Selon Mme Yansané, résidente du quartier, interrogée par nos confrères, cette pénurie d’eau potable ne date pas d’aujourd’hui. Elle explique que les habitants sont confrontés à ce problème depuis des décennies, malgré la présence de quelques forages privés dans certains ménages. Toutefois, ces installations restent largement insuffisantes pour couvrir les besoins d’une population en constante croissance.

« Le manque d’eau potable est un problème crucial dans notre quartier. Depuis des décennies, nous sommes confrontés à cette pénurie. Certes, il existe quelques forages dans certains ménages, mais ils ne suffisent pas à satisfaire toute la population. Nous sommes obligés de nous organiser pour chercher de l’eau, parfois très tard dans la nuit », a-t-elle confié avec amertume.

Elle lance également un appel aux autorités du pays, notamment au président de la République, Mamadi Doumbouya, afin qu’une solution durable soit trouvée. « Nous demandons au Président et à son gouvernement de nous venir en aide, car nous souffrons énormément. Nous avons besoin du soutien des personnes de bonne volonté. La nuit, nous puisons de l’eau dans les forages, mais cela ne suffit pas. L’homme ne peut pas vivre sans eau. C’est le message de toute la population de Kissosso », a-t-elle insisté.

Même son de cloche chez Mme Mariame Camara, une autre habitante du quartier, qui estime que la question de l’eau dépasse le cadre de Kissosso, tout en reconnaissant que la situation y est particulièrement préoccupante. « Le manque d’eau potable est un problème général en République de Guinée, mais le cas de Kissosso est spécifique.

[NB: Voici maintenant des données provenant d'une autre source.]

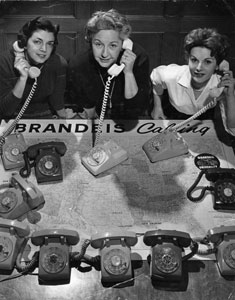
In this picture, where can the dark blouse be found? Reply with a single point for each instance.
(87, 80)
(49, 93)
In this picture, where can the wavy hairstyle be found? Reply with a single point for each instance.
(30, 27)
(107, 20)
(210, 39)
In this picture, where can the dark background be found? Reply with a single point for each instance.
(159, 26)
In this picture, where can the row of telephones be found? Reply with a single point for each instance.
(55, 258)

Nous sollicitons l’intervention du président Mamadi Doumbouya pour que notre quartier puisse bénéficier d’un accès régulier à l’eau potable », a-t-elle déclaré.

Selon elle, les populations sont épuisées par cette situation qui se répète chaque année. « Nous souffrons énormément et nous sommes fatigués. La recherche d’eau pendant la nuit est devenue une préoccupation permanente pour la population. Certaines femmes passent plusieurs heures à attendre leur tour au niveau des forages. Cette situation est désormais insoutenable », a-t-elle ajouté, visiblement préoccupée.

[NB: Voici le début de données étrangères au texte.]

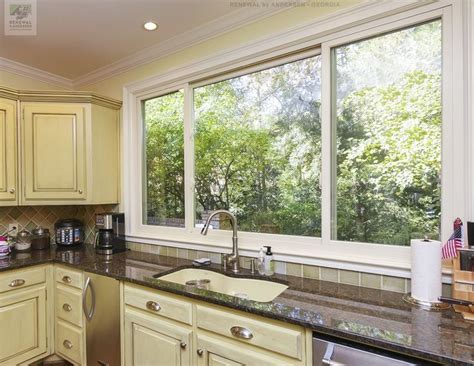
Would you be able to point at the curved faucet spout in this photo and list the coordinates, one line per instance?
(233, 258)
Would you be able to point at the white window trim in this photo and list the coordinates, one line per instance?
(331, 31)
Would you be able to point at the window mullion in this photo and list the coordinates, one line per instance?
(188, 158)
(326, 135)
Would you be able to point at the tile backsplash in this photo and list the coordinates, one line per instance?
(30, 217)
(362, 279)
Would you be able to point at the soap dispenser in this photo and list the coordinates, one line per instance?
(269, 263)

Dans ce quartier densément peuplé, la pénurie d’eau potable a également des conséquences sociales importantes. Les femmes et les jeunes filles sont les plus affectées, car elles consacrent une grande partie de leur temps à la corvée d’eau, au détriment d’autres activités économiques ou éducatives. De nombreux ménages affirment également être contraints d’acheter de l’eau à des prix élevés, ce qui alourdit davantage leurs charges quotidiennes.

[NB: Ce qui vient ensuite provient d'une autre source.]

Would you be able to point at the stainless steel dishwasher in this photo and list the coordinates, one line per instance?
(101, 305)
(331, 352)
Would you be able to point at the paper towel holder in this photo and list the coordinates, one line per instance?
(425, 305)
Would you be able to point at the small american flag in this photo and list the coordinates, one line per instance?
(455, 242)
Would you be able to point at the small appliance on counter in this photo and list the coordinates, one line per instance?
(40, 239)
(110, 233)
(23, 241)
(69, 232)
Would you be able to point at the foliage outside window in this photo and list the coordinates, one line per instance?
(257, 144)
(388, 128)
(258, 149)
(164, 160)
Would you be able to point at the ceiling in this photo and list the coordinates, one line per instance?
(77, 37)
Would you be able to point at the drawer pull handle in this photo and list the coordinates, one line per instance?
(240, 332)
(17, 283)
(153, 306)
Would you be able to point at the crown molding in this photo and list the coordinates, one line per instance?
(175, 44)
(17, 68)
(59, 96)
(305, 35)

À la lumière des témoignages recueillis, le quartier Kissosso, secteur Banque Mondiale, a un besoin urgent d’un approvisionnement fiable en eau potable. Les populations riveraines continuent de faire face à d’énormes difficultés liées à cette pénurie, d’où leurs cris de cœur répétés en direction des autorités et des partenaires au développement.

Face à cette situation, les habitants espèrent une intervention rapide afin de soulager les souffrances des ménages et améliorer leurs conditions de vie. Pour eux, l’accès à l’eau potable n’est pas seulement une nécessité, mais un droit fondamental qui mérite une réponse urgente.